Livingstone, le missionnaire explorateur

Des origines modestes et un rêve de voyages

Né le 19 mars 1813 à Blantyre en Écosse, David Livingstone est issu d’une famille protestante modeste. À 10 ans, il quitte l’école et commence à travailler dans une filature de coton. Déjà très jeune il fait preuve d’une grande persévérance et d’une volonté d’apprendre peu commune. Il poursuit son instruction en suivant des cours du soir tout en soutenant sa famille (à l’époque c’était la semaine de soixante-quinze heures !). Ces qualités forgeront l’explorateur infatigable qu’il deviendra plus tard.

Curieux de tout, il se passionne pour les sciences et rêve de voyager. Pour y parvenir il projette de devenir missionnaire en Chine. À l’âge de 23 ans, il entre à l’université de Glasgow où il étudie la médecine et la théologie. Mais un conflit entre la Chine et le Royaume-Uni l’oblige à changer ses plans.

Premier voyage : Afrique du Sud, Botswana, Zambie, Angola, Mozambique et Zimbabwe (1841-1856)

Ordonné pasteur et envoyé comme missionnaire en Afrique par la London Missionary Society, il débarque dans la colonie du Cap en 1841 pour rejoindre la mission de Robert Moffat à Kuruman, 800 km à l’intérieur des terres. Il y arrive influencé par l’abolitionniste Thomas Fowell Buxton, convaincu que l’introduction du commerce et du christianisme pourrait abolir la traite des esclaves africains. Mais il est rapidement déçu par les résultats de la mission et la méconnaissance de la langue des populations locales par les missionnaires.

C’est ainsi que Livingstone le missionnaire et médecin va petit à petit se muer en Livingstone l’explorateur. Kuruman étant situé en limite des terres inexplorées, il est envoyé plus au nord dans le but d’évangéliser de nouvelles populations. Il part en août 1843 accompagné de Mary, sa future épouse et fille de Robert Moffat, et parcourt de grandes distances dans des régions inhospitalières.

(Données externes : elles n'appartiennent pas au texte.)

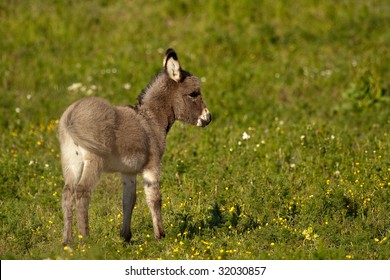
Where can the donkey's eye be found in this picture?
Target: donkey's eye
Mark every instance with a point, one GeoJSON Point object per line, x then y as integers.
{"type": "Point", "coordinates": [194, 94]}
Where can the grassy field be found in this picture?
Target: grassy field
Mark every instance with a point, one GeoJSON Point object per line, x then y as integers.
{"type": "Point", "coordinates": [295, 165]}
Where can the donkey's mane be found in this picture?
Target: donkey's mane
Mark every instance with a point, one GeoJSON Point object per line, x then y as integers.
{"type": "Point", "coordinates": [141, 96]}
{"type": "Point", "coordinates": [146, 89]}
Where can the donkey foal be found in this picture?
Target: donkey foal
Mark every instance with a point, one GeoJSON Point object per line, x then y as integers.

Il établit son premier avant-poste de mission à Mabotswa en 1844, où il réchappera de justesse à une attaque de lion qui le laissera partiellement invalide du bras gauche. En janvier 1845 il épouse Mary Moffat, qui lui donnera quatre enfants.

Bien qu’étant un piètre évangélisateur (on ne lui reconnaîtra qu’un seul converti), Livingstone fondera trois missions au cours de ce premier voyage en Afrique. Ne se satisfaisant pas d’une vie sédentaire, il s’enfonce toujours plus loin dans les terres inconnues. Ces conditions de vie étant trop difficiles pour sa femme et ses enfants, il les renvoie en 1849 à Kuruman. Ceux-ci repartiront plus tard au Royaume-Uni. David se lance alors dans l’exploration du centre sud du continent africain.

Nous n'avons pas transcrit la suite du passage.